In early demonstrations, Joby flew from JFK Airport to heliports in Lower Manhattan and Midtown in under 10 minutes. The route, which can take significantly longer by car depending on traffic, is a key use case for the company's proposed urban air mobility network.

Joby's aircraft is designed for short urban trips using electric power. It can take off and land vertically, eliminating the need for a runway and allowing it to operate from smaller heliport-like facilities. The company positions it as a quieter, lower-emission alternative to traditional helicopters.

The New York flights are part of the FAA's eVTOL Integration Pilot Program, which aims to accelerate certification and deployment. Testing in major cities allows the FAA and companies to evaluate how these aircraft operate alongside existing air traffic, infrastructure, and regulations.
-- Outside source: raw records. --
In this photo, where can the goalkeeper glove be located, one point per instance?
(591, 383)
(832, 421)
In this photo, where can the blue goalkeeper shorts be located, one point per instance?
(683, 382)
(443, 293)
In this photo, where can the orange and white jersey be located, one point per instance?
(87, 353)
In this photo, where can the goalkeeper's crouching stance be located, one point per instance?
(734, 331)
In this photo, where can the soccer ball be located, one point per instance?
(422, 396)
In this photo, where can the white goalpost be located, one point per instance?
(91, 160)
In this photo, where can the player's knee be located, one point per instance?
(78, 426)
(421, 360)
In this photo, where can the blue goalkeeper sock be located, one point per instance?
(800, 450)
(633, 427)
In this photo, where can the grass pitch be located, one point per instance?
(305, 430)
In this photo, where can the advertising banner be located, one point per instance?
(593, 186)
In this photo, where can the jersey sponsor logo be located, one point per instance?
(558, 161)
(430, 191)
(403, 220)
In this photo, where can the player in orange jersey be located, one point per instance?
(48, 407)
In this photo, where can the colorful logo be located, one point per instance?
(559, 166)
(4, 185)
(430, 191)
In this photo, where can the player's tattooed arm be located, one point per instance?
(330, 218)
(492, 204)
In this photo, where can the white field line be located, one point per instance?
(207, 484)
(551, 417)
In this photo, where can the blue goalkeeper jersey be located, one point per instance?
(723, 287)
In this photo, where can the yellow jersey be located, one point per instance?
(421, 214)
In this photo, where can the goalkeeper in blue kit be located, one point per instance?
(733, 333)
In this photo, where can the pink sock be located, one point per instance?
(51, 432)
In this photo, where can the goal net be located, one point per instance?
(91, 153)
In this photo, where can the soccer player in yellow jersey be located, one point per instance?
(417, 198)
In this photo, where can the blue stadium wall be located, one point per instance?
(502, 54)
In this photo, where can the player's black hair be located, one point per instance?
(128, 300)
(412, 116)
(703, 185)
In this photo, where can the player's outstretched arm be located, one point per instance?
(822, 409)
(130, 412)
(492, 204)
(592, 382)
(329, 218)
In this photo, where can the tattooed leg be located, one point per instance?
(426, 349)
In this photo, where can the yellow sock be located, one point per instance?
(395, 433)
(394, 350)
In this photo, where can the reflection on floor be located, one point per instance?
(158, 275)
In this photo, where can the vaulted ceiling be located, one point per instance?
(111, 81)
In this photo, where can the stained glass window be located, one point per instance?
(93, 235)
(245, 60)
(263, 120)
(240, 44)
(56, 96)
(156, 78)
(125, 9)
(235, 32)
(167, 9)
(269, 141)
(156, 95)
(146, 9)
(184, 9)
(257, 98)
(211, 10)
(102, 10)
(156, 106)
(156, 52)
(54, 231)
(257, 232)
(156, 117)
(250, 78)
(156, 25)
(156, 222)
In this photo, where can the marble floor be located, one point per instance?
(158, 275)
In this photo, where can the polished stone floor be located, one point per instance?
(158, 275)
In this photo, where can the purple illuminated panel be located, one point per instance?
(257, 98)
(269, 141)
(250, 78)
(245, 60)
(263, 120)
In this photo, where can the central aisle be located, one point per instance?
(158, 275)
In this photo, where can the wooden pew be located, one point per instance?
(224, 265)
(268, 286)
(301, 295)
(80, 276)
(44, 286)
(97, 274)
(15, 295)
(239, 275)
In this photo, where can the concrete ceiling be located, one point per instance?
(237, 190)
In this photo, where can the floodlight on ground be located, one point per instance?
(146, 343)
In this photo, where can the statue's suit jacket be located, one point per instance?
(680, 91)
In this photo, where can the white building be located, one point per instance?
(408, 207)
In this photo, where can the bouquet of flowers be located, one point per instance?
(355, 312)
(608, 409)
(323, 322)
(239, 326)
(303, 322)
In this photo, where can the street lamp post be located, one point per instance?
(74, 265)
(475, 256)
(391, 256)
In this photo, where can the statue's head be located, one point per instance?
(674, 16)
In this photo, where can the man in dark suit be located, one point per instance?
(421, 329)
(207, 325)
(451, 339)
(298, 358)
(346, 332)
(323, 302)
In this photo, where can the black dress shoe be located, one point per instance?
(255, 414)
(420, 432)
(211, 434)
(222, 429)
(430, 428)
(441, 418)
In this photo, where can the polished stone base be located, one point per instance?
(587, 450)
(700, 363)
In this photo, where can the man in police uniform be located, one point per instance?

Joby remains in the final stages of FAA certification, a process that has become one of the main bottlenecks for the broader air taxi sector. The company had previously targeted a 2025 launch, but that timeline has since slipped.

The flights follow piloted demonstrations in the San Francisco Bay Area in March, bringing testing into a busier urban environment. Each phase is intended to validate different aspects of the system, from aircraft performance to routing logistics and integration with existing aviation infrastructure.

If certification proceeds as expected, Joby plans to begin passenger operations in the second half of 2026, with initial service targeted at New York, Texas, and Florida. The company's strategy points to a phased rollout focused on high-density, high-traffic corridors where time savings could justify the cost of early adoption.

For now, the New York flights remain a technical demonstration rather than a commercial service. However, they represent a critical step in moving eVTOL aircraft from prototype and pilot programs into regulated airspace, where they will ultimately need to operate at scale.